The Irish Story features a fascinating and long overdue reappraisal of the famous Phoenix Park Assassinations, the 1882 killing of two senior British colonial officials by the Irish National Invincibles, a Fenian revolutionary group in 19th century Dublin.
“Arriving in Dublin on 6 May 1882, the Chief Secretary for Ireland, Frederick Cavendish, attended to some formal business in Dublin Castle, the seat of the British government, before walking home to his residence in the Phoenix Park.
He was met by permanent Undersecretary Thomas Henry Burke in a cab on Chesterfield Avenue, just inside the park’s entrance. Joining Cavendish in his walk, the two men were approached by a group of seven men, three in front, two in the middle and two behind.

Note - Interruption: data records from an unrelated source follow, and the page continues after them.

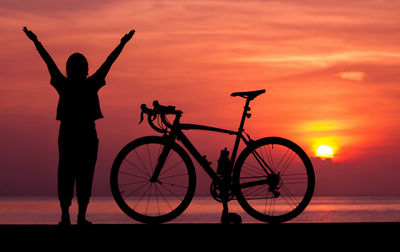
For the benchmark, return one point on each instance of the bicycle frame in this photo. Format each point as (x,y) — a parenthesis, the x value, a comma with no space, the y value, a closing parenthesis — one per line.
(177,133)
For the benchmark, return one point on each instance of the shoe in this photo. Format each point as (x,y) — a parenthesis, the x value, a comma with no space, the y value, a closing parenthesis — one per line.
(84,222)
(64,223)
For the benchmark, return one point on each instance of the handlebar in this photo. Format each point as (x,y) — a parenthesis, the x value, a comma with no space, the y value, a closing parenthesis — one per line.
(161,111)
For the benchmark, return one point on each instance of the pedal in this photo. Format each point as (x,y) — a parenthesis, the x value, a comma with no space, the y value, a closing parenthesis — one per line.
(231,218)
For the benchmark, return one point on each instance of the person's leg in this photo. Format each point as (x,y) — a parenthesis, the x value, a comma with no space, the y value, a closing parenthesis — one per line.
(65,178)
(84,179)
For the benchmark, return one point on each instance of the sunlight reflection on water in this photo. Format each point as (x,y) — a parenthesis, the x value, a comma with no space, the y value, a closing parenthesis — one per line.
(203,209)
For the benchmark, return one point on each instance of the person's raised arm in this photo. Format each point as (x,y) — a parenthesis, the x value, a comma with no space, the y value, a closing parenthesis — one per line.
(51,65)
(105,67)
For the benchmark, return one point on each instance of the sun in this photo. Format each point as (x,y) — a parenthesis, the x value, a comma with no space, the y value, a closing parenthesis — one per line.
(324,151)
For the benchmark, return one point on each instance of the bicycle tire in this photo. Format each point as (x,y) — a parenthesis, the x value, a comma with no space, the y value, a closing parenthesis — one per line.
(297,181)
(131,186)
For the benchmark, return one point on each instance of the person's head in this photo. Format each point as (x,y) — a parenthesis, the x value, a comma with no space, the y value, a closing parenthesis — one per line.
(77,66)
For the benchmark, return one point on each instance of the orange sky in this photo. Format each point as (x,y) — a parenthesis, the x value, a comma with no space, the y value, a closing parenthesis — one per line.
(331,70)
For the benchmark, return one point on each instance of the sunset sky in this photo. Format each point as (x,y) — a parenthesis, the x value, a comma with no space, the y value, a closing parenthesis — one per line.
(331,70)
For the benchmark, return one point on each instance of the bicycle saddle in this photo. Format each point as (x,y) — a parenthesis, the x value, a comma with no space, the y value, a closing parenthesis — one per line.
(249,94)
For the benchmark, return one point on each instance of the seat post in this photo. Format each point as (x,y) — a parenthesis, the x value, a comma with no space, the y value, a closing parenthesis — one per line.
(240,130)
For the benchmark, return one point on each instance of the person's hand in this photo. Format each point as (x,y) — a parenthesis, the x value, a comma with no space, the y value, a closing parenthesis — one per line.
(127,37)
(30,34)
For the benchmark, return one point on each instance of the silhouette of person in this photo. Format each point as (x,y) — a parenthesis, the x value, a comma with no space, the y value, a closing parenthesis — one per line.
(78,109)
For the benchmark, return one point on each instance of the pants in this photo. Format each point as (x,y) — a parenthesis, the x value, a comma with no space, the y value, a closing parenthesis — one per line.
(78,146)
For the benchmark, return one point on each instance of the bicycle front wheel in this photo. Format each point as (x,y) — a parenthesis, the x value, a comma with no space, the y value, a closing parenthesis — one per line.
(284,194)
(146,201)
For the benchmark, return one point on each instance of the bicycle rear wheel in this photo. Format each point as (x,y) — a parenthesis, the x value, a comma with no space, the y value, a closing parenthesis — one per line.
(146,201)
(273,198)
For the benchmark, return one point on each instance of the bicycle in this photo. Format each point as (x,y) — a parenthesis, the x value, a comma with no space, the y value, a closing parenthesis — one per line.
(153,178)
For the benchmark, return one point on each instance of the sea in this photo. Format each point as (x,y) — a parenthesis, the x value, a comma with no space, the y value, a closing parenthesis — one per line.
(204,209)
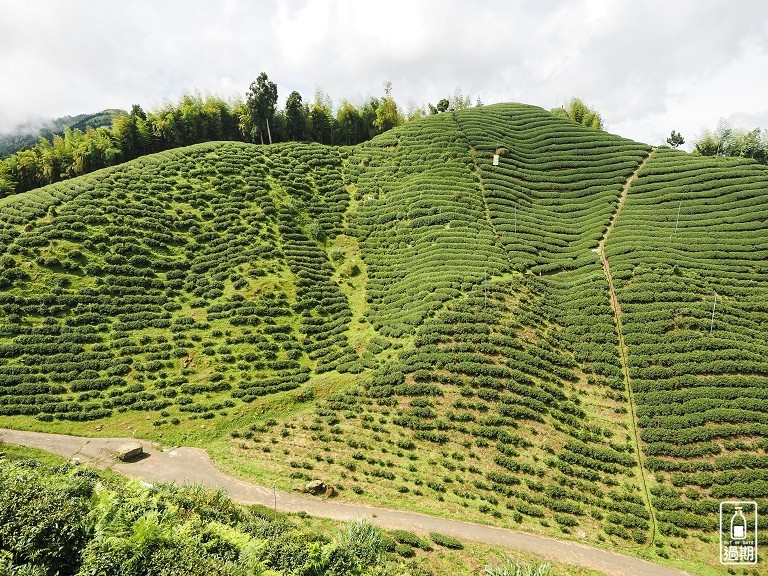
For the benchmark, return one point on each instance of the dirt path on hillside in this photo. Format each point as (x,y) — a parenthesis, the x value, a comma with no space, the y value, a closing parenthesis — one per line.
(623,353)
(193,465)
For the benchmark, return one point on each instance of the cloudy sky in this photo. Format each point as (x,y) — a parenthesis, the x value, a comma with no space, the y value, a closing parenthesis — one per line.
(648,67)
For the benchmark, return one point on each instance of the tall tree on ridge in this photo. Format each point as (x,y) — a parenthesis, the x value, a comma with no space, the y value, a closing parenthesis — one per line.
(295,117)
(261,102)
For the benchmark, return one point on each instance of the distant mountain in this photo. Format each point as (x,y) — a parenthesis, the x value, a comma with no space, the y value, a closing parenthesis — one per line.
(29,134)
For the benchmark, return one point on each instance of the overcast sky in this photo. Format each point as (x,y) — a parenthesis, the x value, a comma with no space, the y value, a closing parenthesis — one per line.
(647,66)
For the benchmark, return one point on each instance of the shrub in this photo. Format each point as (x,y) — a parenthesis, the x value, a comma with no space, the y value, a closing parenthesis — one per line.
(446,541)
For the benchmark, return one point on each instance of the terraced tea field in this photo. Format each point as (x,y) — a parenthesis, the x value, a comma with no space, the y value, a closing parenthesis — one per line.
(414,323)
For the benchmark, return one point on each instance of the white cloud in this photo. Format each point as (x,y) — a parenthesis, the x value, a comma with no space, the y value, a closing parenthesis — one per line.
(648,66)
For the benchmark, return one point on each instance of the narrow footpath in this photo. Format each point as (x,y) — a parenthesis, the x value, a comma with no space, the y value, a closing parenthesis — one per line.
(193,466)
(623,353)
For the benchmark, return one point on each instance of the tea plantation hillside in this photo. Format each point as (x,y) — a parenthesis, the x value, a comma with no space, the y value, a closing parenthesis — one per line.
(493,314)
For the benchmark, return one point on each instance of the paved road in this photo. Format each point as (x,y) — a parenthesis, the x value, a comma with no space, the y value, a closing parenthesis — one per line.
(192,465)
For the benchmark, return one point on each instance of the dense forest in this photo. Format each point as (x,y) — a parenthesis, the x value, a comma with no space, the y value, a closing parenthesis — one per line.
(196,118)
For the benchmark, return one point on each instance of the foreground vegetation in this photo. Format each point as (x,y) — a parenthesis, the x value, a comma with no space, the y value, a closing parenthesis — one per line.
(56,518)
(421,320)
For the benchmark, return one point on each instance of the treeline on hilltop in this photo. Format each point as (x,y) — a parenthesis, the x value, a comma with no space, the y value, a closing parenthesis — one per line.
(194,119)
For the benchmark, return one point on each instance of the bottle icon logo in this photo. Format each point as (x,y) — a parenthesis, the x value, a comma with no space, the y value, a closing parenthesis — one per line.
(738,532)
(738,525)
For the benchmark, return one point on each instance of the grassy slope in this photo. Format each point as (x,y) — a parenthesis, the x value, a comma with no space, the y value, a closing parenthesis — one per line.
(438,560)
(403,319)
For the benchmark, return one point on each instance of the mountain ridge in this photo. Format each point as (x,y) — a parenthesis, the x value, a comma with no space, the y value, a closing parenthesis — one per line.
(407,319)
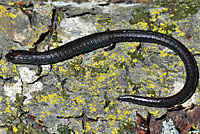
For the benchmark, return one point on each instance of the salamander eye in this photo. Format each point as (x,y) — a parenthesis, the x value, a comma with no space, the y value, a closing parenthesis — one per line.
(11,51)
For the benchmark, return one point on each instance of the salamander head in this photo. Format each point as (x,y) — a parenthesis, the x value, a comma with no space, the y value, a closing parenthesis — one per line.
(16,56)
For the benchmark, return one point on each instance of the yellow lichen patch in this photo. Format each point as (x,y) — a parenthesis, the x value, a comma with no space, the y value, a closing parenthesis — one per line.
(155,113)
(53,98)
(92,108)
(115,131)
(88,126)
(80,100)
(15,130)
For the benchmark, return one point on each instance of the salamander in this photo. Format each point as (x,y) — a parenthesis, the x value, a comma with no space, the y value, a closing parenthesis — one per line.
(103,39)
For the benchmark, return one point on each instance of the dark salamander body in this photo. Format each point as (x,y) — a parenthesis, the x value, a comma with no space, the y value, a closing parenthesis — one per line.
(99,40)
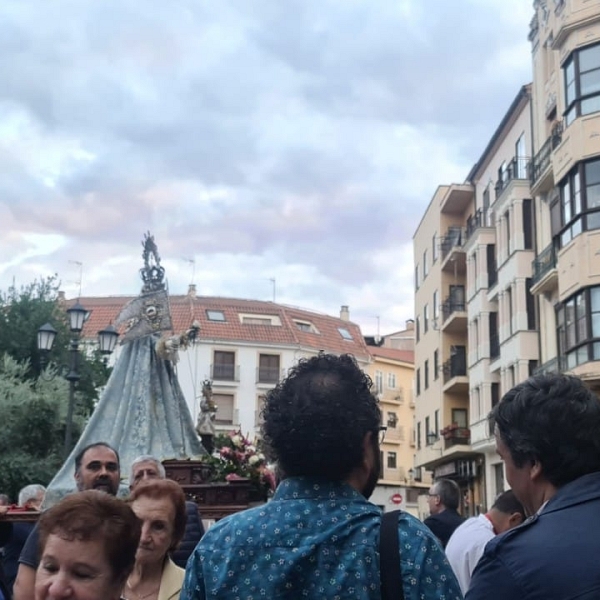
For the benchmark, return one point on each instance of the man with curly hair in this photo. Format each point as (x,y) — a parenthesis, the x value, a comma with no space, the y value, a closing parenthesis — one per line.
(547,433)
(319,536)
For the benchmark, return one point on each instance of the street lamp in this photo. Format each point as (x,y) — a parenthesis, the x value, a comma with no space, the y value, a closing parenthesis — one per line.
(107,338)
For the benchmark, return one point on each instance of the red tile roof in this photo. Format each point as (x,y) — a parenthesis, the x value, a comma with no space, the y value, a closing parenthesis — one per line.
(187,309)
(392,354)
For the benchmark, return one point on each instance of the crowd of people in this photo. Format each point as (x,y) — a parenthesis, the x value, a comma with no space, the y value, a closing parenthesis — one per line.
(319,536)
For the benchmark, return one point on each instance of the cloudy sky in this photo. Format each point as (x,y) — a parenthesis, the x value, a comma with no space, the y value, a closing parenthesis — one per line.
(290,140)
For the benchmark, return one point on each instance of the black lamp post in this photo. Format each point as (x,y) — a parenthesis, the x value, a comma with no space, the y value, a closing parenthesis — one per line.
(107,339)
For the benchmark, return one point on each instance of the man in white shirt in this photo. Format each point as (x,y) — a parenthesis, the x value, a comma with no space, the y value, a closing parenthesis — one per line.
(467,543)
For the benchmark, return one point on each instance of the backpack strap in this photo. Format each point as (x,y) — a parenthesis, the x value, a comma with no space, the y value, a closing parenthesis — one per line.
(389,557)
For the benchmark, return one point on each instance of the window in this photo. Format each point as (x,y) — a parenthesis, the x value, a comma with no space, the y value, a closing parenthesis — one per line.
(578,321)
(345,333)
(392,460)
(224,366)
(215,315)
(495,391)
(582,83)
(268,368)
(527,224)
(379,382)
(306,326)
(391,381)
(530,303)
(225,412)
(392,420)
(491,265)
(509,309)
(507,231)
(257,321)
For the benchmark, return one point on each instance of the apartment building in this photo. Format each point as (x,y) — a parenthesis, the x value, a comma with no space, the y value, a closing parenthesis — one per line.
(517,255)
(565,38)
(476,326)
(442,401)
(501,312)
(392,372)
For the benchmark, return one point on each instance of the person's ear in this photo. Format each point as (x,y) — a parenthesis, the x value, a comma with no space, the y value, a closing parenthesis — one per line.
(515,519)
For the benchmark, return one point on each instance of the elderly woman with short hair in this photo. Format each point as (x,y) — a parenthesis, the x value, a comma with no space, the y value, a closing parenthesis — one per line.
(160,506)
(88,543)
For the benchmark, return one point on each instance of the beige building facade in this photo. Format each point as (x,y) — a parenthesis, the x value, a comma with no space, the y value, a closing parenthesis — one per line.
(565,39)
(400,484)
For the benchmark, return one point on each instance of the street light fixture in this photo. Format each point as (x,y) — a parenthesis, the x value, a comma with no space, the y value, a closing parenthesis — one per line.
(107,339)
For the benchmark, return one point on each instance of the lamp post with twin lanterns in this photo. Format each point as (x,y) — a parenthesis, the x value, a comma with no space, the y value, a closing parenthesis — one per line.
(107,339)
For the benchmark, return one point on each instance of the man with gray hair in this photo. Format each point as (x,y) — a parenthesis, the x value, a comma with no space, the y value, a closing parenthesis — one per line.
(443,499)
(145,468)
(30,497)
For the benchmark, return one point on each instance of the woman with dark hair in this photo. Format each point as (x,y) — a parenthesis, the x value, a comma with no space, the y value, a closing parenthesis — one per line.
(160,506)
(88,543)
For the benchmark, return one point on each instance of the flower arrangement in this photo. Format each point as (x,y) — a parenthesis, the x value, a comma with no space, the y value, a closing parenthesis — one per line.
(236,458)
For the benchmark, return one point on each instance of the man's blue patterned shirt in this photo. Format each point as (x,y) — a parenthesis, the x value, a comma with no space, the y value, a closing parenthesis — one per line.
(315,539)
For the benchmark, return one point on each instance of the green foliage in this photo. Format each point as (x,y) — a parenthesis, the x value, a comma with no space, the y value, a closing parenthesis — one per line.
(34,410)
(33,424)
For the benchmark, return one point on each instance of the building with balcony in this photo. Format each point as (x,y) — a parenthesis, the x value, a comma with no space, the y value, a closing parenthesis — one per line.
(565,38)
(442,402)
(392,373)
(476,319)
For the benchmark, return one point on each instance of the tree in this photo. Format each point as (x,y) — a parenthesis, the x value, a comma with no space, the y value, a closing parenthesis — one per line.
(33,395)
(33,426)
(22,312)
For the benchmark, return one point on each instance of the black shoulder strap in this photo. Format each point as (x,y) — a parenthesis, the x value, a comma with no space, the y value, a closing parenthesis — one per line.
(389,557)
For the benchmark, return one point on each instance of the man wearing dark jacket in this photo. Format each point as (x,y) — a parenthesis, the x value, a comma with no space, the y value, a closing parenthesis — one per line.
(148,467)
(546,433)
(443,499)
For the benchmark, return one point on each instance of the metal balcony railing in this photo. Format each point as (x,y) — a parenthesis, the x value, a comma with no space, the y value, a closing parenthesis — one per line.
(455,366)
(518,168)
(456,436)
(474,222)
(541,160)
(543,262)
(454,238)
(225,372)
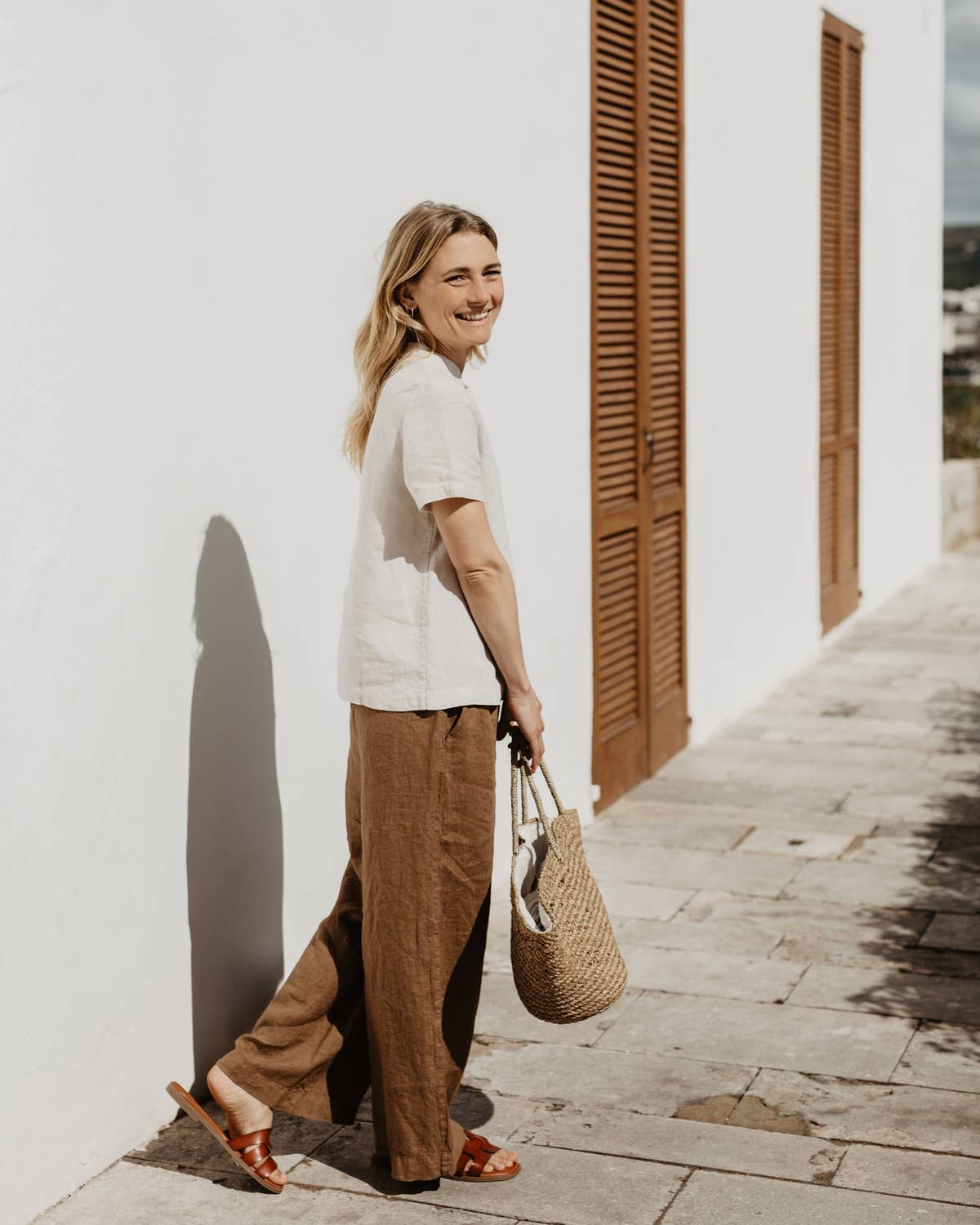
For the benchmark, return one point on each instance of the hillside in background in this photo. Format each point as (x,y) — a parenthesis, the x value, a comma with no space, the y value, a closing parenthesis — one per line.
(960,256)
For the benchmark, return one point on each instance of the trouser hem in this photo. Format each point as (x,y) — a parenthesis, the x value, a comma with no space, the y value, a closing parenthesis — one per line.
(306,1102)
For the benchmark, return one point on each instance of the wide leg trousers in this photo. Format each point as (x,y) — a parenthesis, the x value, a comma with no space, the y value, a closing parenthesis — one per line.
(385,994)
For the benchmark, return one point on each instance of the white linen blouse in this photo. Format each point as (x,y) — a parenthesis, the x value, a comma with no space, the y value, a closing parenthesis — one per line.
(408,641)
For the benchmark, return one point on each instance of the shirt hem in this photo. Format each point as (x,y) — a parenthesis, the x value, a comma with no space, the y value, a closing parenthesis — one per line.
(424,700)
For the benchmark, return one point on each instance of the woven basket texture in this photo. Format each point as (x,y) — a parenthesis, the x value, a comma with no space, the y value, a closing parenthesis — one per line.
(575,969)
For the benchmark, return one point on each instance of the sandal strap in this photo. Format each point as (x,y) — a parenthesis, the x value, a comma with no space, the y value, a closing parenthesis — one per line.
(255,1151)
(260,1137)
(477,1151)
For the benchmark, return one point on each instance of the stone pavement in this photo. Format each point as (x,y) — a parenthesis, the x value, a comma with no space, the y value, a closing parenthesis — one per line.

Passing through the first three, who turned around, they approached the middle two – Joe Brady and Tim Kelly, Brady stabbed Burke while Kelly made for Cavendish – both using surgical knives – killing the two British officials in what was regarded as a brutal assassination. Afterwards the killers made their way from the park at a hurried pace on two cabs, the first driven by Myles Kavanagh, the second cab driven by James Fitzharris, known better as ‘Skin the Goat’. In Dublin they would leave a card into all the major newspapers identifying themselves as the Irish National Invincibles.
The five Invincibles [After their executions by the British colonial authorities in Ireland] were buried in a lonely graveyard in Kilmainham Gaol, intended to be forgotten for all eternity.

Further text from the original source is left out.